VCF Readcount Annotator¶
The VCF Readcount Annotator will take an output file from bam-readcount and add its data to your VCF. It supports both DNA and RNA readcounts.
DNA readcounts are identified by specifying DNA
in the list of
positional arguments. Depth, allele counts, and VAFs are then written to the
DP, AD, and AF fields, respectively. Forward and reverse strand allele counts
are written in the ADF and ADR fields, respectively.
RNA readcounts are identified by specifying RNA
in the list of positional
arguments. Depth, allele counts, and VAFs are then written tot he RDP, RAD,
and RAF fields, respectively. Forward and reverse strand allele counts
are written in the RADF and RADR fields, respectively.

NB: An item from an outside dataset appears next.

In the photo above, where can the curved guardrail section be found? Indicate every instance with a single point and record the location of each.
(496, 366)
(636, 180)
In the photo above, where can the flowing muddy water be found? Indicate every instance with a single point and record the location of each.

If your VCF is a multi-sample VCF, you have to pick one of the sample in
your VCF by setting the --sample-name
option. This is the sample that the
readcounts will be written for.
By default the output VCF will be written to a .readcount.vcf
file next to
your input VCF file. You can set a different output file using the
--output-vcf
parameter.
Snvs and indels are usually run separately through bam-readcount because indels
require to be run in insertion-centric mode (-i
option). When using the
-vcf-readcount-annotator
, the
--variant-type
option can then be used to annotate your VCF with those two
files separately. For example, you could run the vcf-readcount
annotator
once with the --variant-type snv
option to run in snv-only mode using the snv
bam-readcount output file and then annotate the output file from that step with
indel information by using the --variant-type indel
option and the
indel bam-readcount output file. This is generally recommended because the
all
option in conjunction with a concatenated
bam-readcount output file (containing both snvs and indels) will not be able to handle
cases with a snv and indel at the same position. This situation results in
duplicated bam-readcount entries in the concatenated file, one from the snv
and one from the indel, that might contain conflicting information that can’t
be resolved by the vcf-readcount-anntator
.
Example commands for running the vcf-readcount-annotator with snvs and indels separately
vcf-readcount-annotator <input_vcf> <snv_bam_readcount_file> <DNA|RNA> \
-s <sample_name> -t snv -o <snv_annotated_vcf>
vcf-readcount-annotator <snv_annotated_vcf> <indel_bam_readcount_file> <DNA|RNA> \
-s <sample_name> -t indel -o <annotated_vcf>
Usage¶
usage: vcf-readcount-annotator [-h] [-s SAMPLE_NAME] [-o OUTPUT_VCF]
[-t {snv,indel,all}]
input_vcf bam_readcount_file {DNA,RNA}
A tool that will add the data from bam-readcount files to the VCF sample
column.
positional arguments:
input_vcf A VCF file
bam_readcount_file A bam-readcount output file
{DNA,RNA} The type of data in the bam_readcount_file. If `DNA`
is chosen, the readcounts will be written to the AD,
AF, and DP fields. If `RNA` is chosen, the readcounts
will be written to the RAD, RAF, and RDP fields.
optional arguments:
-h, --help show this help message and exit
-s SAMPLE_NAME, --sample-name SAMPLE_NAME
If the input_vcf contains multiple samples, the name
of the sample to annotate.
-o OUTPUT_VCF, --output-vcf OUTPUT_VCF
Path to write the output VCF file. If not provided,
the output VCF file will be written next to the input
VCF file with a .readcount.vcf file ending.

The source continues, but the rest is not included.